From a standard deck of 52 cards, what is the probability of drawing (a hand of):

(a) three aces and two jacks?

(b) three aces and a pair?

(c) three of one kind and a pair (a full house)?

 

(a) Since we are getting a hand of cards, it is a set of cards (order does not matter, and without replacement).

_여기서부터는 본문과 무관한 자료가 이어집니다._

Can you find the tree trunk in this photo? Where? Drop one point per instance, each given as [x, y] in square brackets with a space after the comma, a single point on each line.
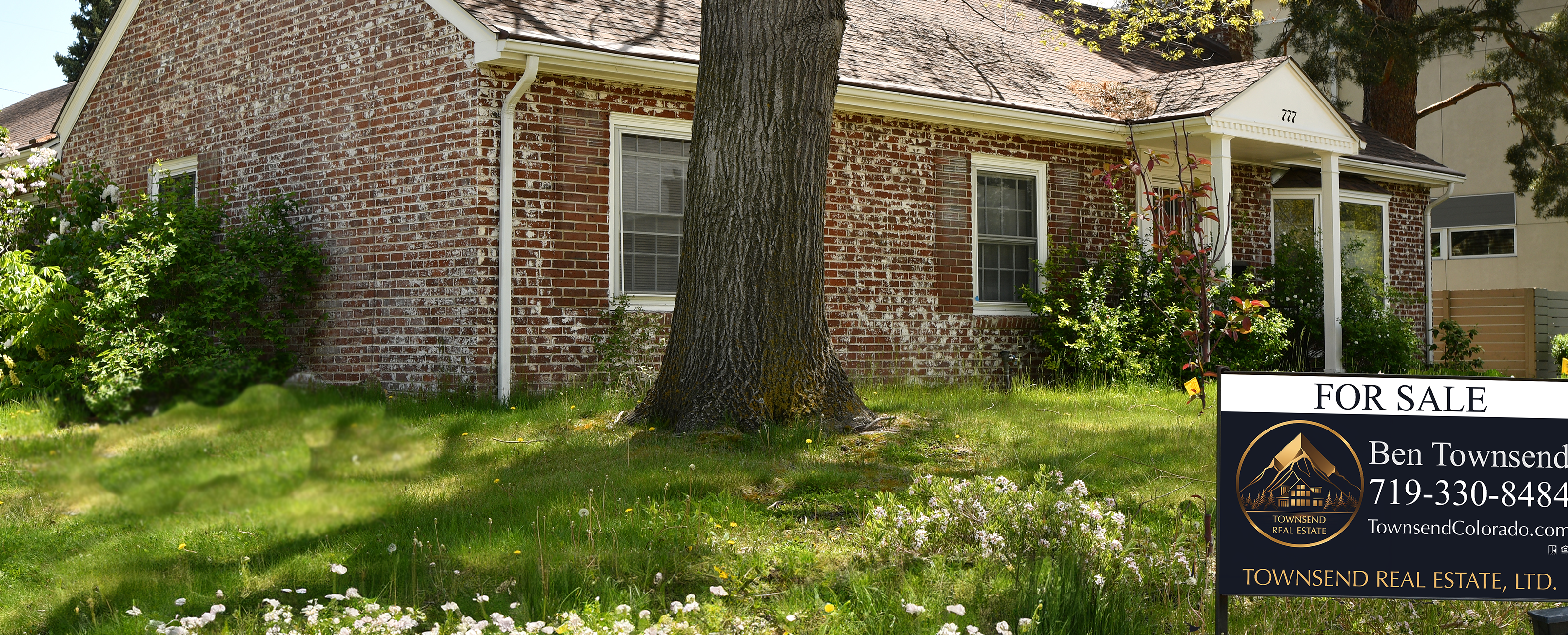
[749, 341]
[1390, 107]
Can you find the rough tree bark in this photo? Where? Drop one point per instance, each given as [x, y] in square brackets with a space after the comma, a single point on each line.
[749, 341]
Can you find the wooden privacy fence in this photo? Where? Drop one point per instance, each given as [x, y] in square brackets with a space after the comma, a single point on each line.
[1515, 325]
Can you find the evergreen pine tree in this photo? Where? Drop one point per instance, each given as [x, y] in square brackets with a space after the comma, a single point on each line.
[90, 24]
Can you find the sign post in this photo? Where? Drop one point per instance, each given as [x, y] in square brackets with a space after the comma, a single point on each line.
[1391, 487]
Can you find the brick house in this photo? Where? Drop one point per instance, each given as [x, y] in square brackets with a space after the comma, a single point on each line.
[958, 153]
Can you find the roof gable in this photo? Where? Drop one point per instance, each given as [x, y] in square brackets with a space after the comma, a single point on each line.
[1285, 98]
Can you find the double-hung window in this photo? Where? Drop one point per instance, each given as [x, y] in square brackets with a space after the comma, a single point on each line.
[1009, 231]
[173, 178]
[1473, 226]
[648, 173]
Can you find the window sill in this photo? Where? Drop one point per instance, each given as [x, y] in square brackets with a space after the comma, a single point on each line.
[1001, 309]
[657, 303]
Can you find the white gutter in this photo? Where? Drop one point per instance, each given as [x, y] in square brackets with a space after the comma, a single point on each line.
[509, 171]
[1426, 246]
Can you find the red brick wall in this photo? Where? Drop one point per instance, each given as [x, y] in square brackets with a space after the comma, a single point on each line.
[366, 109]
[374, 113]
[1407, 246]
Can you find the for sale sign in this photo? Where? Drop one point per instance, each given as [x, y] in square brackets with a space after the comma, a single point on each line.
[1393, 487]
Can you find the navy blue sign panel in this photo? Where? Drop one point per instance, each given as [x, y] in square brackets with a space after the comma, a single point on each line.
[1393, 487]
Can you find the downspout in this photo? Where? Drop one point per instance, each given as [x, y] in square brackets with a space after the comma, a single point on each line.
[1426, 246]
[509, 171]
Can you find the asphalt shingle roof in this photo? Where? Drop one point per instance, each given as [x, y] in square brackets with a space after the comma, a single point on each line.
[967, 49]
[34, 118]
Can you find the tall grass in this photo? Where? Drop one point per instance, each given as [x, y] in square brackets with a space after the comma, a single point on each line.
[546, 504]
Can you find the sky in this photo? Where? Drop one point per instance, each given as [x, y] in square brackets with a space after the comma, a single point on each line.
[35, 30]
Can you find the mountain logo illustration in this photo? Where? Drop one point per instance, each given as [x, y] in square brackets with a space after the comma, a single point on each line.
[1300, 496]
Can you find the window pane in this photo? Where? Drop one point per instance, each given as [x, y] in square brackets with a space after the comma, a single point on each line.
[1007, 206]
[1482, 242]
[1294, 217]
[178, 187]
[1004, 267]
[653, 200]
[1362, 236]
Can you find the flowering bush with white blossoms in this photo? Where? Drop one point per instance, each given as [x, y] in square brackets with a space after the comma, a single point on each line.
[992, 518]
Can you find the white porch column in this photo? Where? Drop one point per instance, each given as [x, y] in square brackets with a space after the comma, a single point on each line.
[1220, 176]
[1329, 236]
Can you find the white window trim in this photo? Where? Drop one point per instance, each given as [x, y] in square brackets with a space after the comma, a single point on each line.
[163, 170]
[635, 124]
[1448, 242]
[1366, 198]
[1009, 165]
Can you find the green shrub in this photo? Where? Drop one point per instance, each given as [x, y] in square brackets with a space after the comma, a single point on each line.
[1561, 352]
[1377, 339]
[126, 303]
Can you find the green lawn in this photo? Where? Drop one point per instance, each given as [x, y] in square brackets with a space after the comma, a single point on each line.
[433, 501]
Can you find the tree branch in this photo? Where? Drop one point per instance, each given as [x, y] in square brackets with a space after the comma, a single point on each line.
[1457, 98]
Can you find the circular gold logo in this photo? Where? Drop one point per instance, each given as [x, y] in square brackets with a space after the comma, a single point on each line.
[1300, 484]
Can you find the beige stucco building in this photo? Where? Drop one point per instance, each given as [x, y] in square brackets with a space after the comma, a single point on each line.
[1487, 236]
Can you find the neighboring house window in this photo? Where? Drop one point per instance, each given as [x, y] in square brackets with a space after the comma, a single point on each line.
[173, 178]
[648, 171]
[1474, 226]
[1009, 220]
[1363, 225]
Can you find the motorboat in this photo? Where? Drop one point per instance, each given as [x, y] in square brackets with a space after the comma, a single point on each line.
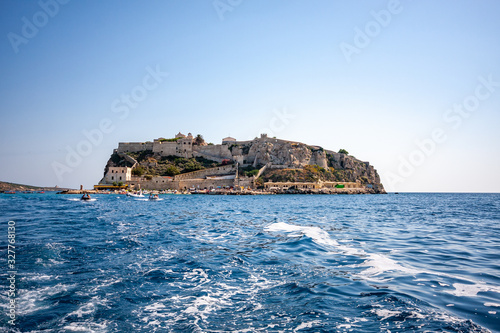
[136, 194]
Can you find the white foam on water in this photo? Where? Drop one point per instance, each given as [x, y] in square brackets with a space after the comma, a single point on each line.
[384, 313]
[378, 263]
[28, 301]
[495, 305]
[471, 290]
[308, 324]
[40, 277]
[318, 235]
[89, 327]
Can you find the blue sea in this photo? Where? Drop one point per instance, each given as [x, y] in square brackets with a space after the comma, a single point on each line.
[276, 263]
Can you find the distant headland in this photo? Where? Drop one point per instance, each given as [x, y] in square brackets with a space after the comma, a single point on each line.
[271, 165]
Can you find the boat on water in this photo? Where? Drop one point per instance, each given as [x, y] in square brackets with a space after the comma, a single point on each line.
[135, 195]
[86, 197]
[153, 197]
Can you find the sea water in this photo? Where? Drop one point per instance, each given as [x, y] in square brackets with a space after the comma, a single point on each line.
[290, 263]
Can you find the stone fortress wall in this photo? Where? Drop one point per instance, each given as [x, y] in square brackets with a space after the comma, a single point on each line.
[270, 152]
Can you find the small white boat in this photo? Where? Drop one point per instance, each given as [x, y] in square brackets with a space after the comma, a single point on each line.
[136, 195]
[153, 197]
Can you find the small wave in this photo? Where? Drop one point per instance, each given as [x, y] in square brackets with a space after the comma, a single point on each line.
[471, 289]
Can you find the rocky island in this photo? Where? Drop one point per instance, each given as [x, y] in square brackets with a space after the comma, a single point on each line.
[264, 164]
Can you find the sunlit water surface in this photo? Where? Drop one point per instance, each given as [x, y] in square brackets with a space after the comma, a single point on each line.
[293, 263]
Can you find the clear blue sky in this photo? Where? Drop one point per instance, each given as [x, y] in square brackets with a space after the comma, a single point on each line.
[373, 77]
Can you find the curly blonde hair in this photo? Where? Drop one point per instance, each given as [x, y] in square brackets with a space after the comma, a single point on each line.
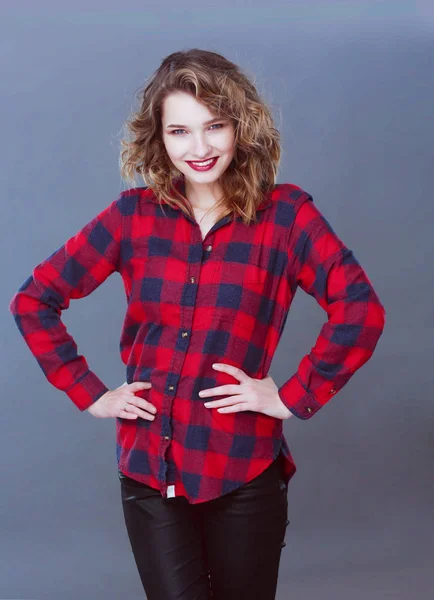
[221, 86]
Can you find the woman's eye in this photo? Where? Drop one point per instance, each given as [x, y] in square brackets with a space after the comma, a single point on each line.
[214, 125]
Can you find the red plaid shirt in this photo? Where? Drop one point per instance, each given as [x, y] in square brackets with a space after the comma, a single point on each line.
[192, 302]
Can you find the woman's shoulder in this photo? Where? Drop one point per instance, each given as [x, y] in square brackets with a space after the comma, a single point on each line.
[290, 193]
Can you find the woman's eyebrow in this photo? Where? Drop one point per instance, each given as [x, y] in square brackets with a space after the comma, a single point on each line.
[206, 122]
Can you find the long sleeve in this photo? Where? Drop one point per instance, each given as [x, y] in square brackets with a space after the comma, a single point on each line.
[321, 264]
[73, 271]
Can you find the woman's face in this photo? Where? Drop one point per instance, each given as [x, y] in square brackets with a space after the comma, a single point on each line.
[188, 136]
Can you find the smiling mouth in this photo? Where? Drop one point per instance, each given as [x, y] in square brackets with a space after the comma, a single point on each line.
[202, 162]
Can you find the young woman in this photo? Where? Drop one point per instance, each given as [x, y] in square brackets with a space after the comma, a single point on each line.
[211, 251]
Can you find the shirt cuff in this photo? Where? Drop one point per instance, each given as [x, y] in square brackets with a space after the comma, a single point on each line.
[86, 391]
[300, 402]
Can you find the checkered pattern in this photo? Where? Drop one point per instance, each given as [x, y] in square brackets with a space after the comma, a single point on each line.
[192, 302]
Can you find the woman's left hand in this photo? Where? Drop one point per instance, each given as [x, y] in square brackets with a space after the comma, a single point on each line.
[259, 395]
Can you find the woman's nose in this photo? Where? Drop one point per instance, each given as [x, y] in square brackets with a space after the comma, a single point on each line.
[200, 147]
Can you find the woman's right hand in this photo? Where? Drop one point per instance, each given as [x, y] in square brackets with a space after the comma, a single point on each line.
[121, 402]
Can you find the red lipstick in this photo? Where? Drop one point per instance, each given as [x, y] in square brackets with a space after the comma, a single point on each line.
[207, 166]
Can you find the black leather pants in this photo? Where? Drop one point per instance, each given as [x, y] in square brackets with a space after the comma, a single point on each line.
[225, 549]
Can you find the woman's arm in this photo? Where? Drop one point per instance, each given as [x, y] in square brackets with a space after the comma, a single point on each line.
[321, 264]
[73, 271]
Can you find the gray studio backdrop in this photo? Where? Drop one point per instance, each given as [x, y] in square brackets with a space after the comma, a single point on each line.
[351, 89]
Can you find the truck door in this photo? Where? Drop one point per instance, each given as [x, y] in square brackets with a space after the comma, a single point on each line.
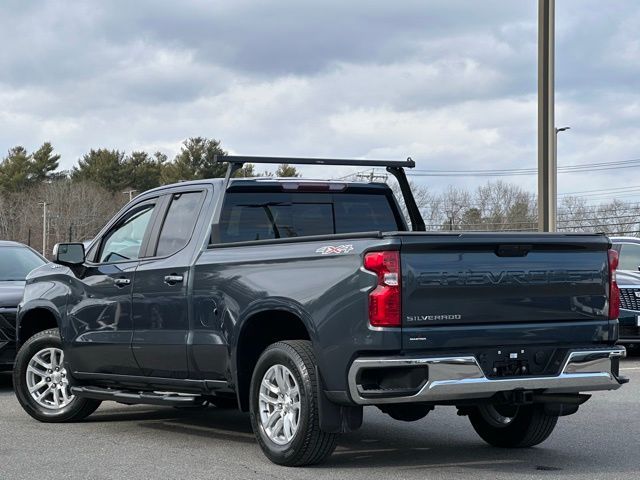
[100, 311]
[161, 302]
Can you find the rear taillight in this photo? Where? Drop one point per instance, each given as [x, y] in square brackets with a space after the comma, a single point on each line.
[614, 291]
[385, 299]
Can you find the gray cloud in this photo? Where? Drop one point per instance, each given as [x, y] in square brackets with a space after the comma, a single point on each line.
[451, 83]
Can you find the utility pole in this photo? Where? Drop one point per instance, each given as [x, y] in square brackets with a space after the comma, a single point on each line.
[44, 227]
[547, 165]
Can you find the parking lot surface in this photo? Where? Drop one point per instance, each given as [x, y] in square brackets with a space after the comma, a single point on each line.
[141, 442]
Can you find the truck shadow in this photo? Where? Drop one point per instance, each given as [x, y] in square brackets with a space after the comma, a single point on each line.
[6, 384]
[380, 443]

We first choose 5 cards from 52 = 52C5. |S| = 52C5

There are 3 aces in total, so we have 4C3. |A| = 4C3

There are 4 jacks in total, so we have 4C2. |B| = 4C2

Pr(|A| intersection |B|) = |A| * |B| / |S| = (4C3)(4C2) / (52C5)

 

(b) A pair is any 2 cards of the same kind (value).

There are a total of 13 kinds of cards, but we already have 3 aces (one kind of 13), so |C| = (12C1) * (4C2)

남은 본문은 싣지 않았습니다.